Nvidia CEO Jensen Huang showcased Nvidia’s “unprecedented AI computing revenue super blueprint” at the GTC conference early morning on March 17 Beijing time. He told global investors that under the strong demand for Blackwell architecture GPUs and the upcoming mass production of Vera Rubin architecture AI systems, Nvidia’s future revenue in AI chips could reach at least $1 trillion by 2027, far surpassing the $500 billion AI infrastructure blueprint announced at the last GTC in 2022.
As model sizes, inference chains, and multi-modal/agentic AI workloads drive exponential increases in computing demand, tech giants’ capital expenditure focus is increasingly on AI infrastructure. Global investors continue to see Nvidia, Google TPU clusters, and AMD’s new iterations and AI cluster deliveries as part of the “AI bull market narrative,” making it one of the most certain growth stories in the stock market. This also means that investments in power supplies, liquid cooling systems, optical interconnects, and related supply chains—closely tied to AI training and inference—will remain among the hottest sectors, alongside Nvidia, AMD, Broadcom, TSMC, and Micron, even amid geopolitical uncertainties in the Middle East.

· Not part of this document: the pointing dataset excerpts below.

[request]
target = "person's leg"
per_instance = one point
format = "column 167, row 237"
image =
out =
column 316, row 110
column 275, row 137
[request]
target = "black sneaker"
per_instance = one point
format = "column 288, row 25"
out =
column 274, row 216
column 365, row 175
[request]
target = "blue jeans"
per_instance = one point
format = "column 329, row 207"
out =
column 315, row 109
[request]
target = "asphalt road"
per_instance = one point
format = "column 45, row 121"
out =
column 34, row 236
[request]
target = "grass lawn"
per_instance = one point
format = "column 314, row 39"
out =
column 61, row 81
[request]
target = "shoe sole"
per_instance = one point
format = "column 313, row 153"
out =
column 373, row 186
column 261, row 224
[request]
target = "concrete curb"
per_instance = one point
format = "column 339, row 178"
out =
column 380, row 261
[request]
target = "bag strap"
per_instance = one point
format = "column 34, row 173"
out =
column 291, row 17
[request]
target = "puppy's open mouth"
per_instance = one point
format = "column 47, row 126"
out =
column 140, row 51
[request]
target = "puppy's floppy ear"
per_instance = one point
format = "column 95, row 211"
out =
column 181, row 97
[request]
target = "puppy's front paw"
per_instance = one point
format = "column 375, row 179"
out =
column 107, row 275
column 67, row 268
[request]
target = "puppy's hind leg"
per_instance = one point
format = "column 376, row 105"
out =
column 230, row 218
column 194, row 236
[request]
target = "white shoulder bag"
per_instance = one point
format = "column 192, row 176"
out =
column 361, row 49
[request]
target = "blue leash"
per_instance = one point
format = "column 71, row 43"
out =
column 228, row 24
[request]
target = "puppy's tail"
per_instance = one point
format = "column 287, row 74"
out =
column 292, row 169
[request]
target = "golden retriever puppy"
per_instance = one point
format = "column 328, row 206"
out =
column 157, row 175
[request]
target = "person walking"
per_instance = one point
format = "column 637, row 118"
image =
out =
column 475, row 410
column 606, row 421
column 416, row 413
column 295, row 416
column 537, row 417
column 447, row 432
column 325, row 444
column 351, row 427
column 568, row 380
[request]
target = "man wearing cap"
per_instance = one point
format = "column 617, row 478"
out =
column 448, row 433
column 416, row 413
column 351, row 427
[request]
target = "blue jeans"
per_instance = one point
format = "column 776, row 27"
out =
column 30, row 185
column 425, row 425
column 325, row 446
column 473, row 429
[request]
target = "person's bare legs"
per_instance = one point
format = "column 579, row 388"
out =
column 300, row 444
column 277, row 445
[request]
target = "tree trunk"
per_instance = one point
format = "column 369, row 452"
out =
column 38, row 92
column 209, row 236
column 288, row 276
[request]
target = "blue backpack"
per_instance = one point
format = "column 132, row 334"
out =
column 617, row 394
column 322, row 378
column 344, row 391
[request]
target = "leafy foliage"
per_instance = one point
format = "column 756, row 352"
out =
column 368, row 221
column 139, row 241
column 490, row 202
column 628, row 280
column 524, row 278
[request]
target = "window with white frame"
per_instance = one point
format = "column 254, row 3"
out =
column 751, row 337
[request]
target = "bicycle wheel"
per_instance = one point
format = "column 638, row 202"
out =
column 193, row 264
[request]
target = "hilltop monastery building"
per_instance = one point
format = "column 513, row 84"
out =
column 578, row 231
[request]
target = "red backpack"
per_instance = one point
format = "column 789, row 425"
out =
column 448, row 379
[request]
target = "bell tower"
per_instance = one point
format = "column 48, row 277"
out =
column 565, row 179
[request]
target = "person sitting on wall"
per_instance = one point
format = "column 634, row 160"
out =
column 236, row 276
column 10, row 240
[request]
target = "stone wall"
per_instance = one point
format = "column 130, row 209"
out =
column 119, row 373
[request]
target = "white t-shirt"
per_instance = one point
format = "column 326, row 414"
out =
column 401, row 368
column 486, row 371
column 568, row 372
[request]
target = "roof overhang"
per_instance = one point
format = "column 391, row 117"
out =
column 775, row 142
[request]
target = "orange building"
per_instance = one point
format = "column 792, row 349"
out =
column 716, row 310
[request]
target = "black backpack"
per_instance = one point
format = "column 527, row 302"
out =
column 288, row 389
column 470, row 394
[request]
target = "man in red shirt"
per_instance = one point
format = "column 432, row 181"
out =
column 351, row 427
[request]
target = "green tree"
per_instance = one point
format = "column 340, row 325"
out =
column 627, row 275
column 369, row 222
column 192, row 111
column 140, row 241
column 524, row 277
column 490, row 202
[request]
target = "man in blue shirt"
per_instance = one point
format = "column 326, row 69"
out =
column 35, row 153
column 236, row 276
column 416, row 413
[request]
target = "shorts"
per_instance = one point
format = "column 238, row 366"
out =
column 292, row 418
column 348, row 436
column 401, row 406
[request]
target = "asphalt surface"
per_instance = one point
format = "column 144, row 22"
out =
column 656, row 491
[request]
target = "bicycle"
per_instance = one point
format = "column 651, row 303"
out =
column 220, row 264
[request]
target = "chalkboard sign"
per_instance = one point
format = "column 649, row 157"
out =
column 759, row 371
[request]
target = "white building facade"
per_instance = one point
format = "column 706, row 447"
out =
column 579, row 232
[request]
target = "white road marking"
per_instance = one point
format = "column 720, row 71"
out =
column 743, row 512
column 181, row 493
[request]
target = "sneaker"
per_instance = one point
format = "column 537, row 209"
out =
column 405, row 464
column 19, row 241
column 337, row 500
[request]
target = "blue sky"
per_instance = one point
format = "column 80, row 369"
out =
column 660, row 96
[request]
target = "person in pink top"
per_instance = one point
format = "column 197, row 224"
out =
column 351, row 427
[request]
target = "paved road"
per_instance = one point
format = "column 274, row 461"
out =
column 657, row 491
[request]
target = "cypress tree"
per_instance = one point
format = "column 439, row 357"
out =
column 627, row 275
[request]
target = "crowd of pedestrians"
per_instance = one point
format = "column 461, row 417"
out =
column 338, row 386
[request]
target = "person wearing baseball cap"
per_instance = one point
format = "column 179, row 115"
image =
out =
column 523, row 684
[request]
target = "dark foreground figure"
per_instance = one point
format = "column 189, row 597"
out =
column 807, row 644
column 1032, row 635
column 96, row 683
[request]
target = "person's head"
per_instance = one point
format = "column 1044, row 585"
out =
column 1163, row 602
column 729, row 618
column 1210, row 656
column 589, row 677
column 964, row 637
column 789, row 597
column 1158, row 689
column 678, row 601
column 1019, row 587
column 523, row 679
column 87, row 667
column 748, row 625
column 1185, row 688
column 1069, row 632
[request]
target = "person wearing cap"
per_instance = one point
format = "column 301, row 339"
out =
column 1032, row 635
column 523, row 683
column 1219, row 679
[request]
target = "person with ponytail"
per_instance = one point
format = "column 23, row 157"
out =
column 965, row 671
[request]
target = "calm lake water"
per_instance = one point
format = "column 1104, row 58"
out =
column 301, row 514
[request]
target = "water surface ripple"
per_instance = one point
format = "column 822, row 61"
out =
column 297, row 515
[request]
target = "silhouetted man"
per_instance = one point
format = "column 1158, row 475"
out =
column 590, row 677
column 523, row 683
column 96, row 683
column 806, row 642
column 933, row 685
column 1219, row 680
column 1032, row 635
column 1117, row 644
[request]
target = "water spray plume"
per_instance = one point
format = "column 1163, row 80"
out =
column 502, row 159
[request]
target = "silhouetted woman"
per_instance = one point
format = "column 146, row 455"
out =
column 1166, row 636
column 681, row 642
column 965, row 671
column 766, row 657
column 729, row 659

Major Wall Street firms like Morgan Stanley, Citigroup, Loop Capital, and Wedbush believe that the global AI infrastructure investment wave centered on AI hardware is far from over. We are only at the beginning. Driven by an unprecedented “AI inference demand storm,” the scale of this global AI infrastructure investment cycle through 2030 could reach $3 trillion to $4 trillion.